If you should encounter any trouble, in what area will that be? ‘During my very first motorcycle trip I ran into considerable problems. I had mapped out everything in advance, and things were running quite differently on the very first day. That frustrated me very much. In the meantime I have experienced quite some ups and downs and now I accept that everything doesn’t have to be superb. I’m going to face motorcycle defects without any doubt, perhaps visa problems or problems entering countries or bad weather for days on end. I’ll just let it happen, I’ve planned a rough route, but I’ll just see en route how I will ride on.’ 

In full kit 

How does that ‘en route’ look like? ‘A tent on the back, light-weight yet strong. I want to camp out in the wild, which is new for me. I’ve never done that. And a hostel to have a shower every now and then! I once brought my motorbike to BUas in full kit. Is that everything!? You surely can’t be serious!? Those were people’s reactions. I once had a heavier motorbike, but my experience is that the more space you have to take stuff with you, the more stuff you drag along with you and actually that’s just deadwood.’ 

Not alone 

So as little deadwood as possible; is that why you travel alone? ‘I hadn’t look at it that way, but travelling alone is a conscious choice indeed. I want to be independent and have as much freedom as possible. My experience is that you’re more open to your environment when travelling alone. People approach you more easily. You get to know yourself. I also say to students: Do yourself the  favour of getting to know yourself.
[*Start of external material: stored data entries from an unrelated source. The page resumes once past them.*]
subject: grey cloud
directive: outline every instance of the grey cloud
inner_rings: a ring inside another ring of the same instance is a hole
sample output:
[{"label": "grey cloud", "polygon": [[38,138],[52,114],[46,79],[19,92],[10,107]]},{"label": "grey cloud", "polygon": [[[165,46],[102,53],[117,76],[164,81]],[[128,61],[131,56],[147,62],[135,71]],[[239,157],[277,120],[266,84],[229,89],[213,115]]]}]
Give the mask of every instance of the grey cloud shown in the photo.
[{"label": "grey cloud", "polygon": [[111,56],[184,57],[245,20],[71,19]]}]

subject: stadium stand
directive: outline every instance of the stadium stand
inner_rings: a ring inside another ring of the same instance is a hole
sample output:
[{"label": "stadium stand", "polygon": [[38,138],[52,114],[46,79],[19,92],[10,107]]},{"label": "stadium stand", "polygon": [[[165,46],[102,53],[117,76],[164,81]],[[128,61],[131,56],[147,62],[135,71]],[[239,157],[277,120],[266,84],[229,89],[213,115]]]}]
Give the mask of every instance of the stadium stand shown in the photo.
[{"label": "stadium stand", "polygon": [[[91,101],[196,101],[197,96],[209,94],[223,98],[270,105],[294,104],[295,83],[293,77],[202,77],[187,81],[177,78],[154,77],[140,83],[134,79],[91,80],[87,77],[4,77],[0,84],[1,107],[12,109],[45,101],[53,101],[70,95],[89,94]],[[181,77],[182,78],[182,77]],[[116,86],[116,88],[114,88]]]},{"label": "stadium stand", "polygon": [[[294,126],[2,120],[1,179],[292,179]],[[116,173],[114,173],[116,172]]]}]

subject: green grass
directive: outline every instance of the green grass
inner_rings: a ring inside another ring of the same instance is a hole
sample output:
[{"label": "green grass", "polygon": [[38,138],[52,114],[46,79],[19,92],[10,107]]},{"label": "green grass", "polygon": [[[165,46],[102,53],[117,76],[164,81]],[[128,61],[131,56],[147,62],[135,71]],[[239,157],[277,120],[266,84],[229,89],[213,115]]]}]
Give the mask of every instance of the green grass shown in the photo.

Go on holiday alone and you’ll find out that you’re not alone! Be in for a surprise and don’t plan so much, trust your own feelings most of all. Go and explore what your dream is!’ 

Enjoy writing   

What are you going to miss? ‘The students at any rate,’ says Mark decidedly. ‘I’m going to miss inspiring them, encouraging them, holding a mirror up to them, and making them think. I secretly hope of course that I’ll do so a bit with my travel stories. I notice that I’m starting to enjoy writing and I get very positive responses. I mostly like some kind of creative writing, using unusual vocabulary, stories about minor things, in the present tense, as if people themselves are there with you. And, you know, writing is also a way of making people think!’